Non-sexual side-effects with dapoxetine were transient and characteristic of compounds with serotoninergic effects.5,8-12 Some of the side-effects-nausea, diarrhoea, and dizziness-seemed dependent on dose. The most commonly reported side-effect was nausea. Most of these events were mild and transient, and resulted in study discontinuation in only a few cases. Cardiovascular and central nervous system side-effects were reported at a low incidence. The most clinically important cardiovascular adverse event reported was syncope, which occurred at a low incidence that was much the same in all groups of patients in this combined analysis, but at a higher rate than placebo in other studies. The occurrence of syncope is not unexpected and is likely to be drug related, since syncope is reported as an infrequent adverse event (1 in 100-1000) with SSRIs approved for the treatment of depression;35 much the same rate that has been noted with dapoxetine in other, as yet unpublished studies.

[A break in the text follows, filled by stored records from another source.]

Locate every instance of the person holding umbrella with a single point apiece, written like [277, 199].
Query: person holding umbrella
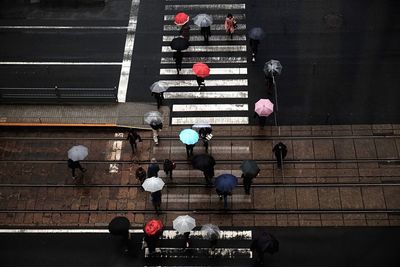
[75, 154]
[201, 70]
[204, 21]
[280, 151]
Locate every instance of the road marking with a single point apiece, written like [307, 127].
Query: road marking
[221, 60]
[214, 16]
[60, 63]
[205, 7]
[128, 51]
[186, 83]
[214, 27]
[194, 95]
[209, 107]
[213, 71]
[225, 37]
[10, 27]
[210, 120]
[209, 48]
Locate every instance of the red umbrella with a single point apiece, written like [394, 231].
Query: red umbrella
[181, 18]
[201, 69]
[153, 226]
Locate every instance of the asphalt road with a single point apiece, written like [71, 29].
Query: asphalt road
[350, 246]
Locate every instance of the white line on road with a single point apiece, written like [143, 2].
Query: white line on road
[128, 51]
[209, 107]
[213, 71]
[198, 95]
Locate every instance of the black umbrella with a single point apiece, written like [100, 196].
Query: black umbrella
[265, 243]
[250, 168]
[179, 43]
[203, 162]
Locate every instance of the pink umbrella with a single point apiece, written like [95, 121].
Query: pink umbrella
[264, 107]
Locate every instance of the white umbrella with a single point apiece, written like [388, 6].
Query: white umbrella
[153, 184]
[77, 153]
[209, 230]
[184, 223]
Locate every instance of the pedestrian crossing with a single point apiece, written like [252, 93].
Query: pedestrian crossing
[224, 100]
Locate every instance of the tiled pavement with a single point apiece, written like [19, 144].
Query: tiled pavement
[103, 203]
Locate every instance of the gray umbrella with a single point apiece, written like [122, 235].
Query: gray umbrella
[256, 33]
[158, 87]
[203, 20]
[153, 116]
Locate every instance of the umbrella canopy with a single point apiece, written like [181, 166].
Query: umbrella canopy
[77, 153]
[153, 116]
[203, 20]
[201, 125]
[210, 231]
[225, 182]
[184, 223]
[256, 33]
[153, 184]
[158, 87]
[152, 227]
[250, 167]
[203, 162]
[267, 243]
[119, 226]
[272, 67]
[181, 18]
[179, 43]
[189, 136]
[264, 107]
[201, 69]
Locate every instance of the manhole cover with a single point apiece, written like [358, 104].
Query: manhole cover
[333, 20]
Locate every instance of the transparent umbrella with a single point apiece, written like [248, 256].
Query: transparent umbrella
[153, 116]
[77, 153]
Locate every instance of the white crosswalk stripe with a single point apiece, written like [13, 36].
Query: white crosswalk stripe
[218, 51]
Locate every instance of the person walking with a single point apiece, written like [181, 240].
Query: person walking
[254, 48]
[75, 165]
[156, 128]
[230, 24]
[189, 150]
[178, 56]
[169, 166]
[185, 31]
[133, 138]
[206, 32]
[156, 200]
[159, 97]
[205, 135]
[153, 168]
[280, 151]
[141, 175]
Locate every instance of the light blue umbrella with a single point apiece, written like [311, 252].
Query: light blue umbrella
[189, 136]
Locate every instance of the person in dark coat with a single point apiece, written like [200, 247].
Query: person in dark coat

Accidental injury is a recognised adverse event reported with many drug classes, especially with agents that modulate the central nervous system. Accidental injury is reported with some SSRIs36 and phosphodiesterase-5 inhibitors.37,38 Events should be examined qualitatively for details of circumstances surrounding the reported accidental injury. Such an assessment of the accidental injuries in these trials showed that there was no clinical signal to suggest that the accidental injuries were masking any other important adverse events-eg, syncope and suicidality. Neurocognitive adverse events-eg, dizziness and somnolence-seemed to be dose dependent. Both accidental injuries and neurocognitive adverse events could be drug related. The relation between the occurrence of these two types of adverse events needs further investigation. The discontinuation rate due to adverse events with dapoxetine (about 7%) was much the same as or less than that of other SSRI compounds when used in men with premature ejaculation.12
These trials have shown that dapoxetine is effective and generally well tolerated for the treatment of premature ejaculation when given on demand. Dapoxetine improves multiple patient-reported and partner-reported variables as well as the rigorous objective assessment of IELT. In view of the distress and interpersonal difficulties generally associated with this condition, availability of an effective treatment, especially for those with the most severe premature ejaculation, might encourage men with premature ejaculation to seek a physician diagnosis, and could provide a substantial benefit for men and their partners.